Les forestières craignent un autre conflit avec les États-Unis

Chrystia Freeland
Photo: Adrian Wyld La Presse canadienne Chrystia Freeland

La ministre fédérale du commerce international, Chrystia Freeland, était à Montréal lundi. Compagnies forestières et personnes opposées au Partenariat Transpacifique se proposaient de lui manifester leurs inquiétudes.

Dans un reportage d’Ici Radio-Canada, le chargé de cours à l'Université Laval, Carl Grenier, soutient que « les États-Unis ont été inflexibles ». Au cours des rencontres des dernières semaines entre Ottawa et Washington, « les Américains n’ont présenté que la position de leur industrie et ça ne changera pas ».

Chez les Forestières québécoises, « il y a un sentiment d’urgence », résume le p.-d.g. de Tembec, James Lopez. Toujours selon les propos recueillis par Radio-Canada, « l’élection présidentielle américaine pourrait mettre un frein aux négociations pendant encore six mois, le temps d’assermenter le nouveau président et de nommer le nouveau secrétaire au Commerce ».
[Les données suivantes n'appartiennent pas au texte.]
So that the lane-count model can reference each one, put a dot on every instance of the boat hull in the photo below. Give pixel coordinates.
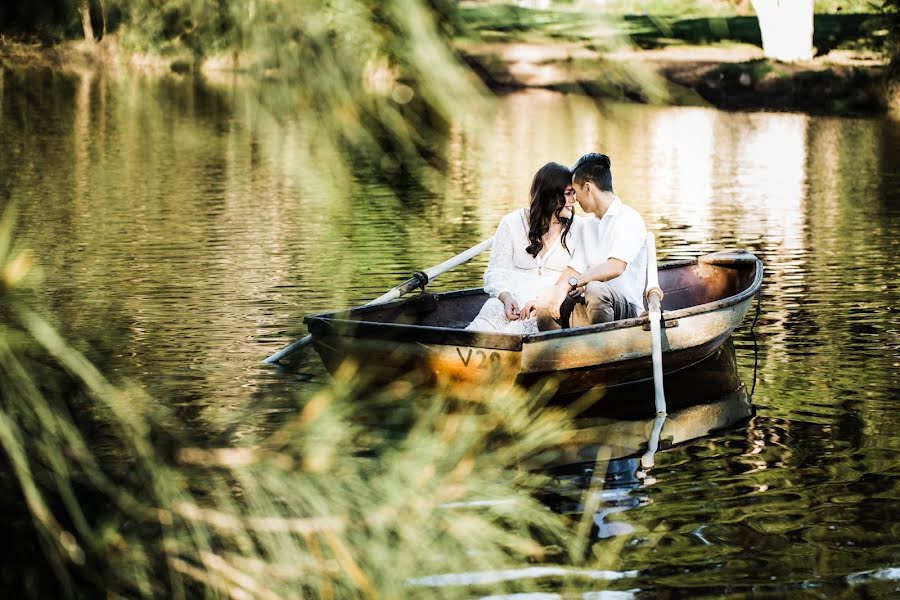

Il est rappelé que la dernière dispute commerciale sur le bois d’oeuvre, de 2002 à 2006, avait entraîné des milliers de licenciements et des fermetures de dizaines d’usines. L’accord de 2006 entre le Canada et les États-Unis sur le bois d’oeuvre s’était conclu après cinq ans de batailles devant les tribunaux. En dépit de son échéance, les autorités américaines ne peuvent imposer de tarifs douaniers sur les produits canadiens du bois jusqu’en octobre prochain. À l’approche du scrutin présidentiel aux États-Unis, certains analystes du secteur estiment qu’il pourrait être difficile d’en arriver à une nouvelle entente avant la fin de cette période de grâce.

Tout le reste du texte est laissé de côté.